Dieser Tage erscheint das Buch "Im Dienst des Diktators" von Ingrid Steiner-Gashi und Dardan Gashi. Es geht um einen nordkoreanischen Flüchtling, der sich 1994 nach Österreich absetzte und seitdem hier als U-Boot lebt. Jetzt bricht er sein Schweigen.

Bratislava, 18. Oktober 1994: Eine nordkoreanische Iljuschin steht abflugbereit. An Bord der Transportmaschine sind unter anderem zwei Feuerwehrautos. Insgesamt ein Jahr lang hat ein Einkaufsteam aus Nordkorea die vom Regime in Pyöngyang geforderten Güter in Wien mühsam zusammengekauft.

Delegationsleiter des dreiköpfigen Einkaufsteams ist der 58-jährige Vizedirektor der Fuhrparkabteilung im nordkoreanischen Personenschutzministerium, Kim Jong Ryul. Seit 20 Jahren ist er, angesehenes Parteimitglied und hochdekorierter Oberst, in der ganzen Welt unterwegs, um nicht selten auch verbotene Waren für den großen Führer Kim Il Sung und seine Familie zu besorgen. Doch von dieser Reise im Jahr 1994 soll er nicht in die Heimat zurückkehren.

Nach dem Mittagessen trennt sich die Gruppe kurz, Kim fährt zum Bahnhof in Bratislava und setzt sich in den Zug nach Wien. Von dort fährt er mit seinem Diplomatenpass weiter nach Linz.

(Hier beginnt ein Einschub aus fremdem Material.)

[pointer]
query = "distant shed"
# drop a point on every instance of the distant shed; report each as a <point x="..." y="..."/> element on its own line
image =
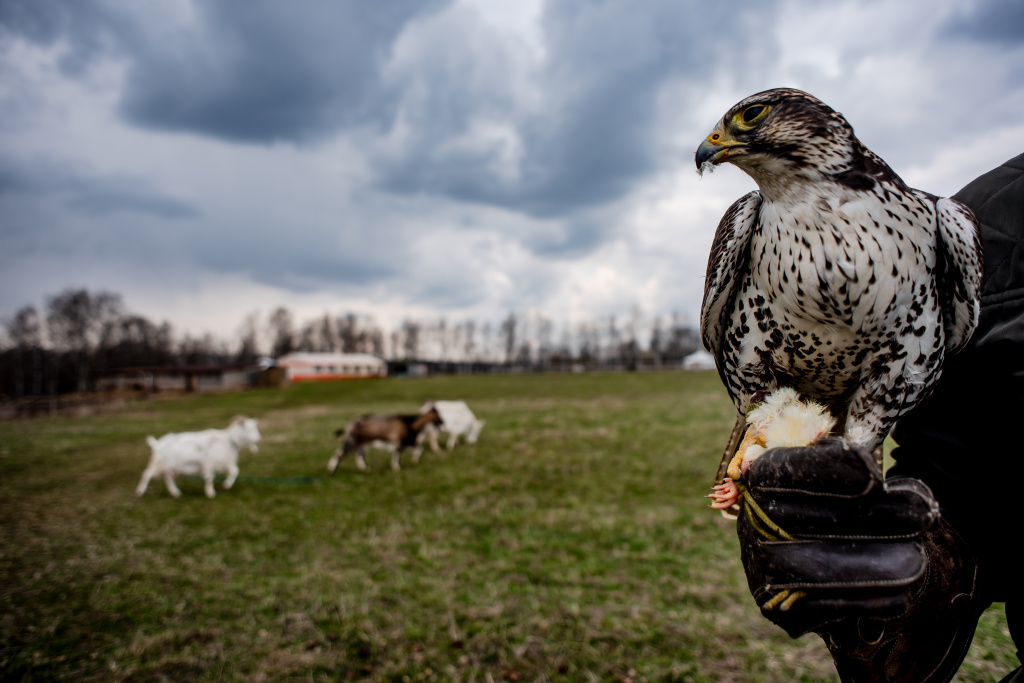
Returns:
<point x="699" y="359"/>
<point x="326" y="367"/>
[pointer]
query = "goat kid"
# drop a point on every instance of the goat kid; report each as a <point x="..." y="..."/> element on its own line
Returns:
<point x="205" y="453"/>
<point x="390" y="432"/>
<point x="457" y="420"/>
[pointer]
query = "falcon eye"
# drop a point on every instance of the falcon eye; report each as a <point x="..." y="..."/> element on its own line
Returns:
<point x="752" y="115"/>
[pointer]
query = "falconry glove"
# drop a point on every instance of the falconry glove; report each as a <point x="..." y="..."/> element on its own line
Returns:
<point x="869" y="565"/>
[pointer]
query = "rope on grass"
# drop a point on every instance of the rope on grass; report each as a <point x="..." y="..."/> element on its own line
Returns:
<point x="271" y="480"/>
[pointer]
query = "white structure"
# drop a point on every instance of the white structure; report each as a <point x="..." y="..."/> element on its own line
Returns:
<point x="204" y="453"/>
<point x="700" y="359"/>
<point x="457" y="420"/>
<point x="302" y="367"/>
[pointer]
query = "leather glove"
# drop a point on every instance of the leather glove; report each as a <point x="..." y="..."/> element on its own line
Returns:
<point x="869" y="565"/>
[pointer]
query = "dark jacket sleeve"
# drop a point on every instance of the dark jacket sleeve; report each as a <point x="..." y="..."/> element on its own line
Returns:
<point x="965" y="440"/>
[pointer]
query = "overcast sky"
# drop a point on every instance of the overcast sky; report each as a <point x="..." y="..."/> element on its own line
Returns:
<point x="457" y="158"/>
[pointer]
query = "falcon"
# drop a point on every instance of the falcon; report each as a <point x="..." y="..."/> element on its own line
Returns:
<point x="834" y="278"/>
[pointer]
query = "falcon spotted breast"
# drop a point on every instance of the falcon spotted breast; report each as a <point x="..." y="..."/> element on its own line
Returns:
<point x="835" y="278"/>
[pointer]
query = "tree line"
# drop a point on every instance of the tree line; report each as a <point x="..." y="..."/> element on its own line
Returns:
<point x="59" y="348"/>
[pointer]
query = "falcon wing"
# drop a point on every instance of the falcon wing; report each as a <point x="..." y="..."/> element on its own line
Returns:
<point x="729" y="261"/>
<point x="960" y="270"/>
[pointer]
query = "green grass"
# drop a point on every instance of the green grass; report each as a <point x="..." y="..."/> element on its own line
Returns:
<point x="572" y="543"/>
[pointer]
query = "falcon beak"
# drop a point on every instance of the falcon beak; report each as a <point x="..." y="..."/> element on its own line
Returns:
<point x="715" y="148"/>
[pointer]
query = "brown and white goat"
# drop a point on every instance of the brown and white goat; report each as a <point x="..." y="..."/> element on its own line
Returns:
<point x="390" y="432"/>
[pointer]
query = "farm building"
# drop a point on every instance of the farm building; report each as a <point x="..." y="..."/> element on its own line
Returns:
<point x="699" y="359"/>
<point x="321" y="367"/>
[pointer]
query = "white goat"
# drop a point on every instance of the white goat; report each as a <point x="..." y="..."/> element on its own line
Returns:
<point x="457" y="420"/>
<point x="205" y="453"/>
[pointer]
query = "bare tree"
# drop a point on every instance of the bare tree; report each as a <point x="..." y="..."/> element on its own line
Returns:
<point x="508" y="335"/>
<point x="282" y="332"/>
<point x="26" y="333"/>
<point x="76" y="321"/>
<point x="249" y="339"/>
<point x="411" y="333"/>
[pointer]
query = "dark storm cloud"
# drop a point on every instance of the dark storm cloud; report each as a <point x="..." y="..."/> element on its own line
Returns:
<point x="252" y="71"/>
<point x="86" y="28"/>
<point x="594" y="137"/>
<point x="87" y="193"/>
<point x="266" y="71"/>
<point x="262" y="71"/>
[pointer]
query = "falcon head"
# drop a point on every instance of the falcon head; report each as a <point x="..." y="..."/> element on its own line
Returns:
<point x="781" y="135"/>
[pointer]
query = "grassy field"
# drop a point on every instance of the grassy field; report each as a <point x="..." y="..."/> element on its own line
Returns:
<point x="571" y="544"/>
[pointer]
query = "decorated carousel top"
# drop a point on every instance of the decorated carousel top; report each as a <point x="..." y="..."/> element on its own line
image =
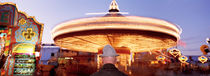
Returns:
<point x="137" y="34"/>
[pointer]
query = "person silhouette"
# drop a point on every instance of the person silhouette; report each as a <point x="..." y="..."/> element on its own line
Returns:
<point x="108" y="60"/>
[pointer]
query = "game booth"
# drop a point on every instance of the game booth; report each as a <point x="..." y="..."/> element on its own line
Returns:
<point x="20" y="40"/>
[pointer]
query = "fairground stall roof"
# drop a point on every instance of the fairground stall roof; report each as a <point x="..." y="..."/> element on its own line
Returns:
<point x="137" y="34"/>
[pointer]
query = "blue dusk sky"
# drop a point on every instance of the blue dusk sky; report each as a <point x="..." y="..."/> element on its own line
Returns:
<point x="193" y="16"/>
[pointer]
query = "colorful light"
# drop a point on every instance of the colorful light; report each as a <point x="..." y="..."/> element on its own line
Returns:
<point x="160" y="58"/>
<point x="175" y="52"/>
<point x="183" y="59"/>
<point x="202" y="59"/>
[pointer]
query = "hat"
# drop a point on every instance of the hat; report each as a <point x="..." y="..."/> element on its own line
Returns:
<point x="108" y="50"/>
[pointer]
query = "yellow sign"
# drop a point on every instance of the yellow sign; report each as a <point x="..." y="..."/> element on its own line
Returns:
<point x="202" y="59"/>
<point x="183" y="59"/>
<point x="22" y="21"/>
<point x="175" y="52"/>
<point x="24" y="48"/>
<point x="28" y="34"/>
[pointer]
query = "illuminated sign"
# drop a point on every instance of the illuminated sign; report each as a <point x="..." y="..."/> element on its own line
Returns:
<point x="183" y="59"/>
<point x="175" y="52"/>
<point x="24" y="48"/>
<point x="202" y="59"/>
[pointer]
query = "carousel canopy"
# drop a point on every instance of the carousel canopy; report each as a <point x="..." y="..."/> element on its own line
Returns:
<point x="138" y="34"/>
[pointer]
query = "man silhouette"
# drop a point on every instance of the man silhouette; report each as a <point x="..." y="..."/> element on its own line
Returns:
<point x="109" y="59"/>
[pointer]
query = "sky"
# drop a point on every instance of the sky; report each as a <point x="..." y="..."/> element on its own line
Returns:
<point x="193" y="16"/>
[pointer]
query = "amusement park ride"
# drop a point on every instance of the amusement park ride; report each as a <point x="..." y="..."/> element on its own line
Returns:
<point x="205" y="48"/>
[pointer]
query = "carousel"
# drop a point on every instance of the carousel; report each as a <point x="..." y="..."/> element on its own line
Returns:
<point x="127" y="34"/>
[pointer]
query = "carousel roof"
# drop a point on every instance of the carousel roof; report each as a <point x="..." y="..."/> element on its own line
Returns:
<point x="139" y="34"/>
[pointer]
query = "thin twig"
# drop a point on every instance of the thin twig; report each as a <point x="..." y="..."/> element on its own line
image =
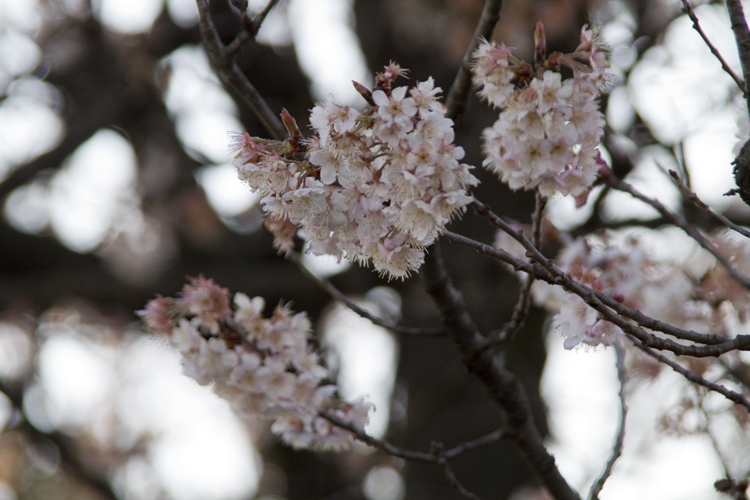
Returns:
<point x="696" y="379"/>
<point x="415" y="456"/>
<point x="502" y="384"/>
<point x="227" y="68"/>
<point x="697" y="27"/>
<point x="691" y="196"/>
<point x="679" y="221"/>
<point x="450" y="476"/>
<point x="344" y="300"/>
<point x="455" y="103"/>
<point x="614" y="311"/>
<point x="523" y="304"/>
<point x="545" y="269"/>
<point x="596" y="488"/>
<point x="742" y="36"/>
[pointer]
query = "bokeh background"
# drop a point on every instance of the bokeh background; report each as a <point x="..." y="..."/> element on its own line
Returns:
<point x="116" y="185"/>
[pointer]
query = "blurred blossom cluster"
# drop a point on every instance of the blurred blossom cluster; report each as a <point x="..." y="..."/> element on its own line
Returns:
<point x="548" y="129"/>
<point x="692" y="293"/>
<point x="378" y="185"/>
<point x="264" y="367"/>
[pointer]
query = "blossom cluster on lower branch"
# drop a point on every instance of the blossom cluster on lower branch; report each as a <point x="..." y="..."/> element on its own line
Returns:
<point x="549" y="128"/>
<point x="264" y="367"/>
<point x="690" y="290"/>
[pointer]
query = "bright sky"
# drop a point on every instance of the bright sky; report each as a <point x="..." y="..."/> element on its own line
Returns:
<point x="678" y="88"/>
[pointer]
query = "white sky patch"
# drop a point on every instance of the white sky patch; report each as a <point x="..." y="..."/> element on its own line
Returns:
<point x="367" y="359"/>
<point x="328" y="49"/>
<point x="85" y="193"/>
<point x="226" y="194"/>
<point x="202" y="451"/>
<point x="323" y="266"/>
<point x="275" y="29"/>
<point x="127" y="16"/>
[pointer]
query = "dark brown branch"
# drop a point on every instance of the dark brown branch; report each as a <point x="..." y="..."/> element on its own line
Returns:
<point x="610" y="309"/>
<point x="680" y="222"/>
<point x="227" y="68"/>
<point x="415" y="456"/>
<point x="596" y="488"/>
<point x="344" y="300"/>
<point x="697" y="27"/>
<point x="545" y="269"/>
<point x="251" y="28"/>
<point x="741" y="35"/>
<point x="691" y="196"/>
<point x="455" y="103"/>
<point x="503" y="385"/>
<point x="696" y="379"/>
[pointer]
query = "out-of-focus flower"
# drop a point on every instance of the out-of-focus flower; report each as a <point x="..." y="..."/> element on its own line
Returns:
<point x="375" y="186"/>
<point x="264" y="367"/>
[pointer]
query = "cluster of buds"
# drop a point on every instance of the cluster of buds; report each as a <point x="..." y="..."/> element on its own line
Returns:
<point x="373" y="185"/>
<point x="264" y="367"/>
<point x="548" y="130"/>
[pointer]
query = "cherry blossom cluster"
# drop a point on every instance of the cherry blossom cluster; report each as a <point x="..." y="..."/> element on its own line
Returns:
<point x="548" y="129"/>
<point x="693" y="292"/>
<point x="264" y="367"/>
<point x="373" y="185"/>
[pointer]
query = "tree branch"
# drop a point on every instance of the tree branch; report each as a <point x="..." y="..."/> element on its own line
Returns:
<point x="523" y="304"/>
<point x="697" y="27"/>
<point x="227" y="68"/>
<point x="344" y="300"/>
<point x="696" y="379"/>
<point x="503" y="385"/>
<point x="612" y="310"/>
<point x="596" y="488"/>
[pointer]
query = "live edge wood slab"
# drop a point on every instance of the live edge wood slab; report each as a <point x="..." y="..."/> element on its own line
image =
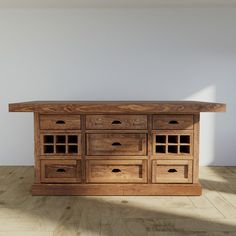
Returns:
<point x="116" y="147"/>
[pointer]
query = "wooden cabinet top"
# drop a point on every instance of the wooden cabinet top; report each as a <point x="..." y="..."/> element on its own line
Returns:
<point x="100" y="107"/>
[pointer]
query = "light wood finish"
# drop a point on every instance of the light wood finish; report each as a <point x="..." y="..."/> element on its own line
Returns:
<point x="172" y="171"/>
<point x="117" y="189"/>
<point x="60" y="122"/>
<point x="116" y="171"/>
<point x="172" y="122"/>
<point x="196" y="148"/>
<point x="36" y="148"/>
<point x="114" y="147"/>
<point x="173" y="144"/>
<point x="116" y="144"/>
<point x="108" y="107"/>
<point x="60" y="143"/>
<point x="60" y="171"/>
<point x="116" y="122"/>
<point x="213" y="213"/>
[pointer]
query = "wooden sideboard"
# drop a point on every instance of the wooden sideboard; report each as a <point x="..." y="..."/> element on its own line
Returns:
<point x="116" y="148"/>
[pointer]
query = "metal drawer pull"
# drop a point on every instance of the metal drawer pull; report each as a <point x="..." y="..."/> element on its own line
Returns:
<point x="116" y="122"/>
<point x="61" y="170"/>
<point x="116" y="144"/>
<point x="116" y="170"/>
<point x="60" y="122"/>
<point x="173" y="122"/>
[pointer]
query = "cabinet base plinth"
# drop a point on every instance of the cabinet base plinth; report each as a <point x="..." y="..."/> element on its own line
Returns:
<point x="117" y="189"/>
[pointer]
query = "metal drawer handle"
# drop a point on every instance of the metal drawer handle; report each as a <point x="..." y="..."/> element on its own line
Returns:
<point x="173" y="122"/>
<point x="116" y="170"/>
<point x="60" y="122"/>
<point x="116" y="144"/>
<point x="116" y="122"/>
<point x="61" y="170"/>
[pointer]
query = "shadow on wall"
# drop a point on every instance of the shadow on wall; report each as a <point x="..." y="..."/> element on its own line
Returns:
<point x="217" y="130"/>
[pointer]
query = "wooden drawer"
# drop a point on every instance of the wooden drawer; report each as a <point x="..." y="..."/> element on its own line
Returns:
<point x="116" y="122"/>
<point x="60" y="171"/>
<point x="116" y="144"/>
<point x="59" y="121"/>
<point x="173" y="122"/>
<point x="172" y="171"/>
<point x="116" y="171"/>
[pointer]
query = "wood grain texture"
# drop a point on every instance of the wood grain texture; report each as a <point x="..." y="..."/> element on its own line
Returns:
<point x="172" y="171"/>
<point x="60" y="171"/>
<point x="117" y="189"/>
<point x="175" y="143"/>
<point x="106" y="107"/>
<point x="60" y="122"/>
<point x="36" y="148"/>
<point x="116" y="144"/>
<point x="148" y="143"/>
<point x="172" y="122"/>
<point x="213" y="213"/>
<point x="116" y="171"/>
<point x="116" y="122"/>
<point x="196" y="148"/>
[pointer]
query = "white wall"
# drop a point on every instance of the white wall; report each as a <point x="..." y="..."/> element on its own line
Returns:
<point x="118" y="54"/>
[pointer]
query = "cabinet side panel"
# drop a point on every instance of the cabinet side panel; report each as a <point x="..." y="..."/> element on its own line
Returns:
<point x="83" y="148"/>
<point x="36" y="148"/>
<point x="150" y="147"/>
<point x="196" y="120"/>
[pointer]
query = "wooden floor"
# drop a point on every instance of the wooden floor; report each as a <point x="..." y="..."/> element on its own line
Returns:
<point x="214" y="213"/>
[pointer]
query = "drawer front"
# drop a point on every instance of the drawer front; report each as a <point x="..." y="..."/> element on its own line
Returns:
<point x="60" y="171"/>
<point x="116" y="171"/>
<point x="172" y="171"/>
<point x="116" y="122"/>
<point x="59" y="121"/>
<point x="116" y="144"/>
<point x="173" y="122"/>
<point x="60" y="143"/>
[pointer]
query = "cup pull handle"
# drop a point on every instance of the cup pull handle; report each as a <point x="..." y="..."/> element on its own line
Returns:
<point x="116" y="170"/>
<point x="116" y="144"/>
<point x="61" y="170"/>
<point x="116" y="122"/>
<point x="173" y="122"/>
<point x="60" y="122"/>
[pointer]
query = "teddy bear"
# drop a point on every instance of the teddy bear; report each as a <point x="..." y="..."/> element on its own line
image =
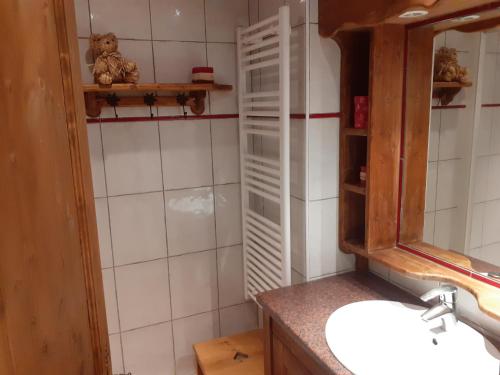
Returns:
<point x="110" y="67"/>
<point x="446" y="68"/>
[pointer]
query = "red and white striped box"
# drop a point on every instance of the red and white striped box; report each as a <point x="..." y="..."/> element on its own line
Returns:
<point x="203" y="74"/>
<point x="361" y="112"/>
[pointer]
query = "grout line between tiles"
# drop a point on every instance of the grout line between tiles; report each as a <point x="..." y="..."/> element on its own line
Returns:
<point x="213" y="178"/>
<point x="167" y="190"/>
<point x="183" y="317"/>
<point x="173" y="256"/>
<point x="112" y="247"/>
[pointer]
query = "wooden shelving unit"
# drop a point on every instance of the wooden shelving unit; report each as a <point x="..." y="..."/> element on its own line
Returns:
<point x="368" y="212"/>
<point x="188" y="94"/>
<point x="353" y="142"/>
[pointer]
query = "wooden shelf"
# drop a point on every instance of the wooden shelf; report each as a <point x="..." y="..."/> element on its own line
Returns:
<point x="445" y="92"/>
<point x="356" y="132"/>
<point x="355" y="188"/>
<point x="149" y="87"/>
<point x="450" y="85"/>
<point x="190" y="95"/>
<point x="417" y="267"/>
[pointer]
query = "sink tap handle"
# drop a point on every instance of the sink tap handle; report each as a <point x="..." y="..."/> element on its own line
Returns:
<point x="446" y="293"/>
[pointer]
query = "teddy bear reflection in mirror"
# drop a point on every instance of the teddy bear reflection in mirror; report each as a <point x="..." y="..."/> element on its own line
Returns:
<point x="110" y="67"/>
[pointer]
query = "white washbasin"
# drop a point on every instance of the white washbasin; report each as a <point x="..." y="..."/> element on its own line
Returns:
<point x="390" y="338"/>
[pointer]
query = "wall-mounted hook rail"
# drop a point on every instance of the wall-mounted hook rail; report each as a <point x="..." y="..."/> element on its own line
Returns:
<point x="192" y="95"/>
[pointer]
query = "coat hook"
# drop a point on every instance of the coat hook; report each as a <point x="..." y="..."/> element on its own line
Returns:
<point x="113" y="101"/>
<point x="150" y="100"/>
<point x="182" y="100"/>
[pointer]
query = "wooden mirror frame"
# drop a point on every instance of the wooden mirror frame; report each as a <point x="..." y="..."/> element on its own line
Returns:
<point x="414" y="138"/>
<point x="375" y="43"/>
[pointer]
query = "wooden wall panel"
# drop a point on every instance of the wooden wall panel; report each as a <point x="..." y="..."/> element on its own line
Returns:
<point x="418" y="97"/>
<point x="52" y="318"/>
<point x="384" y="135"/>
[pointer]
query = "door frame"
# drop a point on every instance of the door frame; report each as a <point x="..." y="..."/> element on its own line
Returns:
<point x="82" y="181"/>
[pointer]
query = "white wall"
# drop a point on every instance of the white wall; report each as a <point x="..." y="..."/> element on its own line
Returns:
<point x="167" y="193"/>
<point x="315" y="85"/>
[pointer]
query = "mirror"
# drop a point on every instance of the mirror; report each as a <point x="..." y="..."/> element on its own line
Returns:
<point x="450" y="197"/>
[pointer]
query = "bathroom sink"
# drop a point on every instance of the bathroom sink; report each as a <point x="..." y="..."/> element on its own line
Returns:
<point x="390" y="338"/>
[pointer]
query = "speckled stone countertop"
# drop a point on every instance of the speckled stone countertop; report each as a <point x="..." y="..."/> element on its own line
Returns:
<point x="304" y="309"/>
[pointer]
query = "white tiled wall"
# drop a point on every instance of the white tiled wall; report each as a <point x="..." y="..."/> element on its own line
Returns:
<point x="484" y="241"/>
<point x="167" y="193"/>
<point x="449" y="153"/>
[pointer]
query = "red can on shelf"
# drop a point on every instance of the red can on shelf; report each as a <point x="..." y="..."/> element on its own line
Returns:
<point x="361" y="112"/>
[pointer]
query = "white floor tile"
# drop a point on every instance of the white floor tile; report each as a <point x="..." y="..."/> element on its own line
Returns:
<point x="149" y="350"/>
<point x="238" y="319"/>
<point x="96" y="160"/>
<point x="103" y="232"/>
<point x="115" y="347"/>
<point x="143" y="294"/>
<point x="189" y="331"/>
<point x="108" y="279"/>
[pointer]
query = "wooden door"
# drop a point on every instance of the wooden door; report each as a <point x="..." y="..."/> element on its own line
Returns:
<point x="52" y="318"/>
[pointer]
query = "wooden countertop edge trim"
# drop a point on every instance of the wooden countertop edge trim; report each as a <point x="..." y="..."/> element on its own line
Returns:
<point x="488" y="297"/>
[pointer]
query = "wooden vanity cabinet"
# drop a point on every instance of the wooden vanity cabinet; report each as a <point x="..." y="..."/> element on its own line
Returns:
<point x="283" y="355"/>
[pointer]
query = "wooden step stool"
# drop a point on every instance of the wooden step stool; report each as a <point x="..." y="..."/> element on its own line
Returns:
<point x="240" y="354"/>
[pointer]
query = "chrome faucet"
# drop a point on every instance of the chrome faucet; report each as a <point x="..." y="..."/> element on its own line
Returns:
<point x="446" y="307"/>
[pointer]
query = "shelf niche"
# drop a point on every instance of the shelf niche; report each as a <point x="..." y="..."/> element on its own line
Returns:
<point x="372" y="65"/>
<point x="191" y="95"/>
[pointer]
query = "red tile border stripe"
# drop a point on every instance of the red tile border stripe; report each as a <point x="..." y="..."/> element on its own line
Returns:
<point x="200" y="117"/>
<point x="458" y="106"/>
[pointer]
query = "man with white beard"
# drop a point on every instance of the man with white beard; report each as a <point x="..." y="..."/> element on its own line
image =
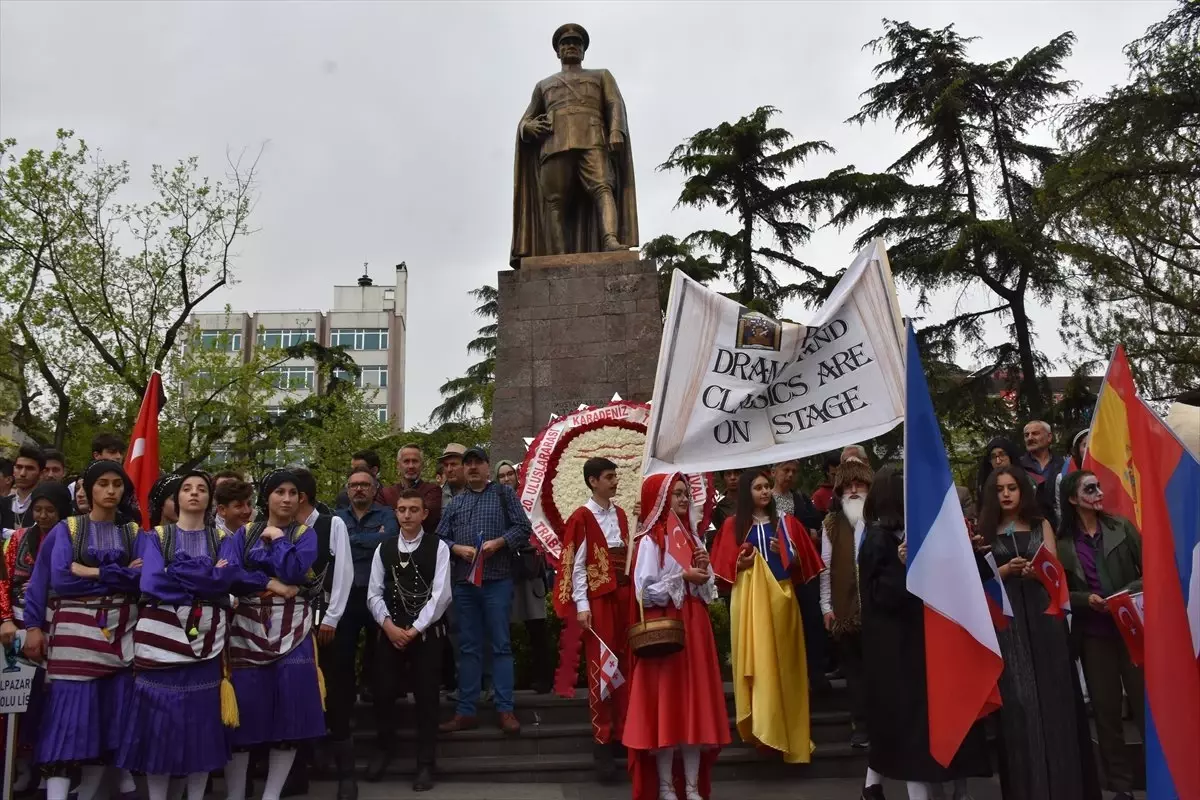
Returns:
<point x="840" y="536"/>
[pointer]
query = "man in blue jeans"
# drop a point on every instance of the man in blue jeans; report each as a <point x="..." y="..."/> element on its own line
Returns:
<point x="489" y="511"/>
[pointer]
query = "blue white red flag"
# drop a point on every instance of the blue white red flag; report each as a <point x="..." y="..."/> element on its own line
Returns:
<point x="963" y="659"/>
<point x="999" y="605"/>
<point x="477" y="567"/>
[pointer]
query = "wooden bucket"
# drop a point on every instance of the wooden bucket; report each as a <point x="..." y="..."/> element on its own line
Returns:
<point x="657" y="638"/>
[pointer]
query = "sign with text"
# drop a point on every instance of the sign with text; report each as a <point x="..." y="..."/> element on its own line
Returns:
<point x="736" y="388"/>
<point x="16" y="679"/>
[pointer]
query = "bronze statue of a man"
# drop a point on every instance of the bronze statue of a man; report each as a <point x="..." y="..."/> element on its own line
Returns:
<point x="574" y="178"/>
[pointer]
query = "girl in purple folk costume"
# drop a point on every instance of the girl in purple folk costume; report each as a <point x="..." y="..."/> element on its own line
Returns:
<point x="49" y="504"/>
<point x="175" y="726"/>
<point x="89" y="583"/>
<point x="280" y="697"/>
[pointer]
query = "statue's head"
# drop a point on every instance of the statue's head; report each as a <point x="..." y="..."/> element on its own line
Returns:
<point x="570" y="42"/>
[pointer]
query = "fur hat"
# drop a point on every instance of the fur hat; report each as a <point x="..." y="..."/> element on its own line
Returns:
<point x="852" y="469"/>
<point x="1185" y="420"/>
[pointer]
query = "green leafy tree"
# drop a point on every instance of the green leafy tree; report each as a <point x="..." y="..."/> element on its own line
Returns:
<point x="976" y="224"/>
<point x="669" y="254"/>
<point x="744" y="169"/>
<point x="1126" y="204"/>
<point x="95" y="293"/>
<point x="473" y="392"/>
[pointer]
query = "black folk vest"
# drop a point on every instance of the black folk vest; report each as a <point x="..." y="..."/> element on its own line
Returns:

Flucht und Leben in Österreich

Nur wenige Stunden nach seiner Flucht läuft bereits eine großangelegte Suchaktion nach dem vermissten Nordkoreaner. Nach Tagen der ergebnislosen Suche wird Oberst Kim Jong Ryul für tot erklärt - er sei wahrscheinlich einem Raubmord zum Opfer gefallen, so die Vermutung.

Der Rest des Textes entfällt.